Il format “Belve Crime”
“Belve Crime” è la nuova versione dedicata al true crime del programma “Belve”, condotto da Francesca Fagnani. Lo spin-off si concentra sui casi di cronaca nera più noti e controversi d’Italia, adottando uno stile diretto, intenso e privo di filtri. La prima puntata, trasmessa martedì 10 giugno 2025 su Rai 2, ha scelto come protagonista Massimo Bossetti, il muratore di Mapello condannato all’ergastolo per l’omicidio di Yara Gambirasio. L’intervista si svolge tra le mura del carcere di Bollate, in un clima teso, con Bossetti che risponde con fermezza ma anche con un tono di confusione e incredulità.
Il caso Yara Gambirasio
Il delitto che ha sconvolto l’Italia ha per vittima Yara Gambirasio, una ragazzina di 13 anni scomparsa il 26 novembre 2010 a Brembate di Sopra, in provincia di Bergamo. Il suo corpo viene ritrovato dopo tre mesi, il 26 febbraio 2011, in un campo di Chignolo d’Isola. Le indagini ruotano attorno a una traccia biologica misteriosa, chiamata “Ignoto 1”, rilevata su indumenti intimi della vittima. Per anni questo profilo genetico resta senza volto, fino a quando nel giugno del 2014 il DNA nucleare dell’“Ignoto 1” viene identificato con quello di Massimo Bossetti, arrestato e poi condannato all’ergastolo dopo un processo durato anni, con conferme in appello e in Cassazione.
I temi principali dell’intervista
Il cuore dell’intervista si concentra sulla prova genetica, quella che ha deciso il destino di Bossetti. Francesca Fagnani lo mette di fronte all’evidenza: il DNA nucleare rinvenuto sugli slip e sui leggings di Yara coincide con il suo. Bossetti, però, reagisce con incredulità, definendo tutto “assurdo” e “incompreso”. Spiega che non riesce a capire come il suo DNA possa essere finito lì. Viene approfondita la differenza tecnica tra DNA nucleare e DNA mitocondriale: mentre il primo, quello forense, è un’identificazione univoca della persona, il secondo non era stato rilevato nei reperti. Questa mancanza rappresenta una discrepanza che Bossetti porta avanti come elemento centrale della sua difesa.
Quando Fagnani lo incalza sulla domanda più cruciale – come il suo DNA sia finito sugli indumenti della vittima – Bossetti si limita a ripetere la sua perplessità, sottolineando di non avere risposta. La conversazione tocca così il cuore del mistero che avvolge il caso, con il condannato che rivendica la propria innocenza di fronte a una prova genetica che per lui appare inspiegabile.
Le argomentazioni difensive
Nel corso degli anni, la difesa di Bossetti ha più volte contestato la validità e la correttezza dell’uso della prova del DNA. Tra i punti fondamentali della strategia difensiva c’è la presunta incongruenza tra il DNA nucleare, che identifica con certezza un individuo, e il mancato riscontro del DNA mitocondriale, che secondo i difensori sarebbe un’anomalia significativa. Viene inoltre sollevata l’ipotesi di contaminazioni o trasferimenti accidentali del materiale genetico, forse avvenuti durante le indagini o con strumenti da lavoro, anche se queste tesi non sono state accolte dalla giustizia.
Un altro elemento discusso è la modalità di raccolta e conservazione dei reperti, ritenuta dalla difesa non del tutto affidabile, con un quadro che avrebbe impedito una verifica completa e trasparente delle tracce genetiche. Tuttavia, la Corte ha ritenuto queste critiche insufficienti a mettere in discussione la sentenza.
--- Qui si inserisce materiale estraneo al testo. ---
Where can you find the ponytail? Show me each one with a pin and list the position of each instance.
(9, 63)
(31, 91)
La forza della prova genetica
Per la giustizia italiana, il DNA nucleare rappresenta una prova schiacciante. Secondo le sentenze, il profilo genetico trovato sugli indumenti di Yara è univoco e la probabilità di errore è praticamente nulla. I giudici hanno calcolato che per trovare un altro individuo con lo stesso profilo genetico servirebbero probabilità astronomiche, tanto da richiedere un numero di universi paralleli molte volte superiore a quello esistente. Questo dato scientifico è stato alla base della condanna definitiva di Bossetti, che resta l’unico imputato per l’omicidio della giovane.
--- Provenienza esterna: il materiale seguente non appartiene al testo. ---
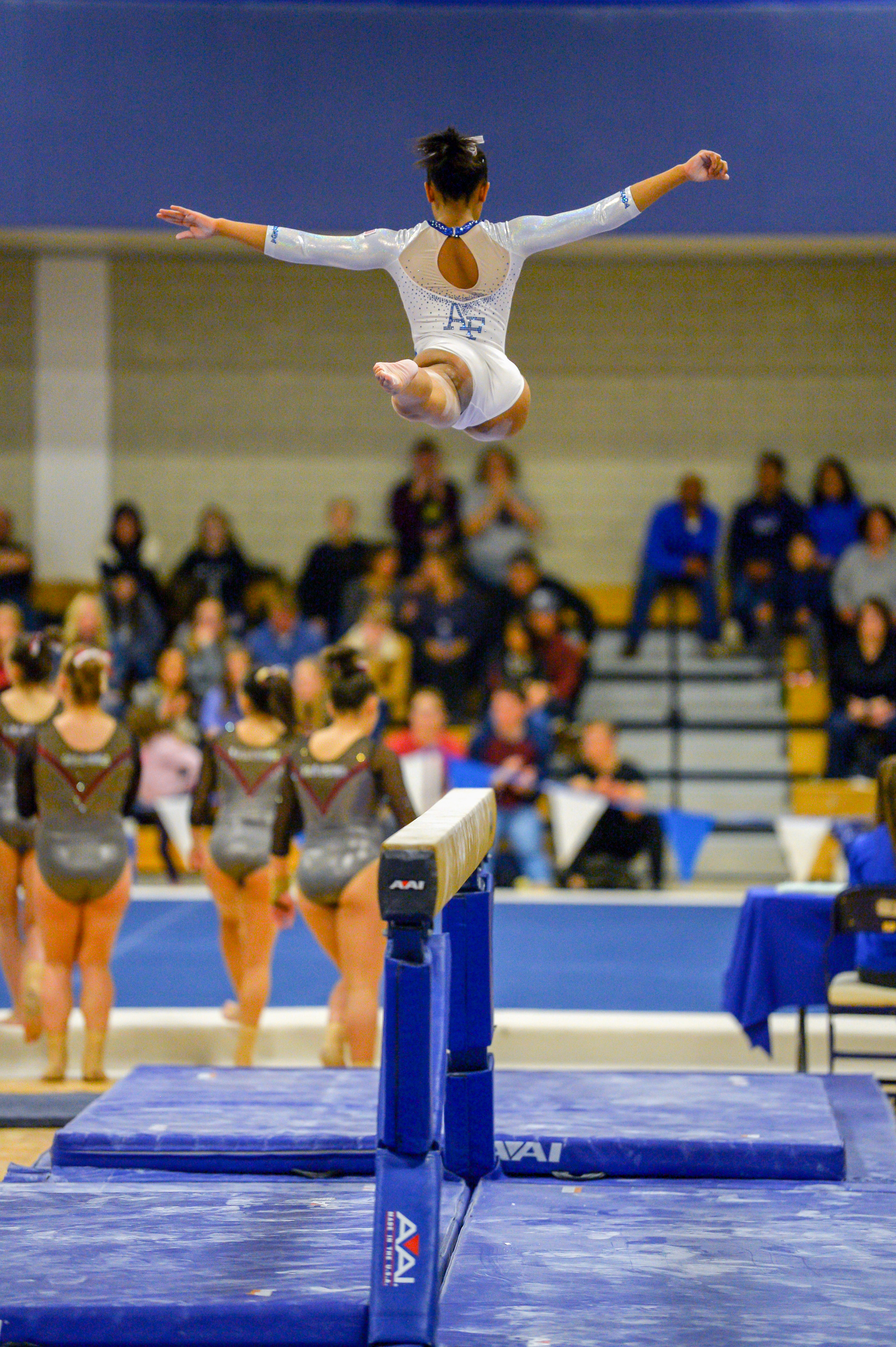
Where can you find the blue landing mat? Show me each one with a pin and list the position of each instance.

Altri protagonisti della puntata
“Belve Crime” non si limita a Bossetti. La puntata include anche altre testimonianze di figure importanti della cronaca nera italiana, come Eva Mikula, ex compagna di Fabio Savi, noto per la banda della Uno Bianca, Tamara Ianni, collaboratrice di giustizia nel caso clan Spada, e Mario Maccione, ex membro delle Bestie di Satana ora pentito. Questi interventi arricchiscono il racconto, inserendo il caso di Bossetti in un quadro più ampio di crimini e giustizia.